While I was typing this, that run finished the initial alignment and quality estimation. Setting the Limit and creating a reference produced a reference with a couple of holes in the image – 30 minutes down the drain. I’m rerunning with Center of Gravity on this time… I’m still learning.
The run with the grid and Center of Gravity option just finished. It also had a hole in the middle of the reference image. The hole was in a different place. I increased the allowed number of drift pixels to search within – we’ll see what that does.
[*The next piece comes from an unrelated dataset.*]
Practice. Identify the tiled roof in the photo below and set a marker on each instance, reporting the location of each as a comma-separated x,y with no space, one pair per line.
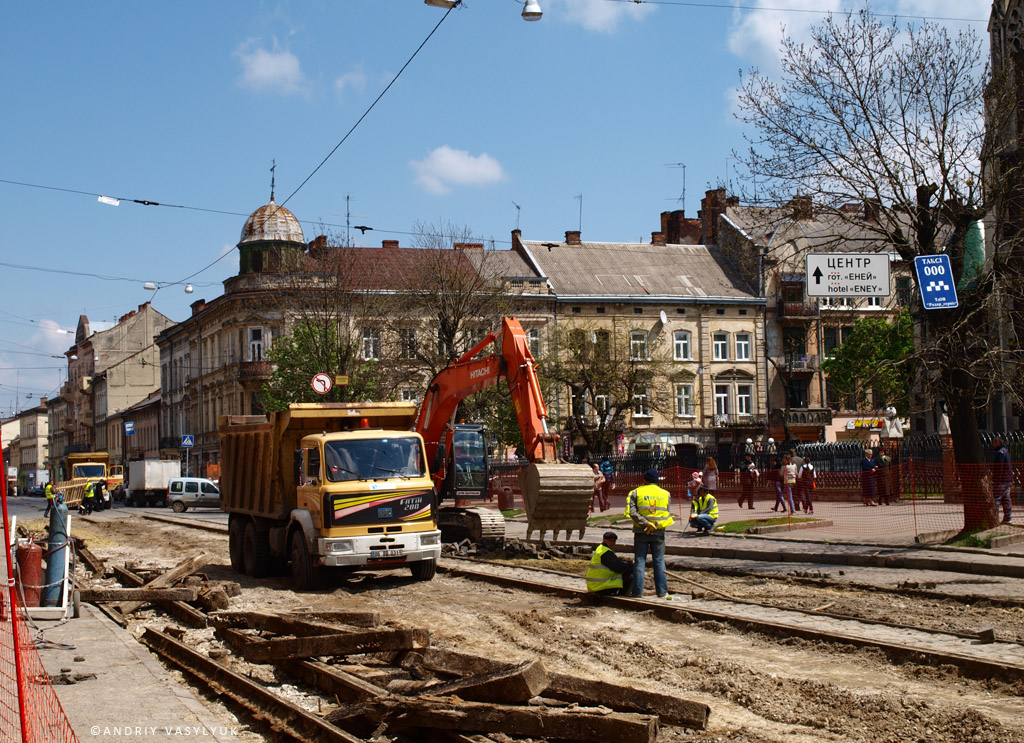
633,269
If you think I’m being tough here, you’re right. Deep down, I’m a GUI usability guy. If I don’t like to use a program (any program), I probably won’t even if it works well. For example, I use ImagesPlus currently for its RLD capability. I use it because it is the only tool I have that works. I do, however, hate its click-happy GUI and odd way of not quite letting the user know what they are doing (is it a copy, the real thing or just a preview). That is why I plan to write my own routine.
JMZ said,
March 1, 2009 @ 2005
I’ve tried a few things, setting different first alignment points, changing the search radius, normal vs Center of Gravity, and I just can’t produce a reference image for Aristarchus using the matrix of alignment points that does not have at least one black square hole in the middle of it somewhere. Aligning on Mare areas is tough, I know, but there ought to be a more graceful way to deal with this problem. How about deleting the alignment point and restacking? I would be a little happier if the time investment (32 minutes for each attempt) was salvageable.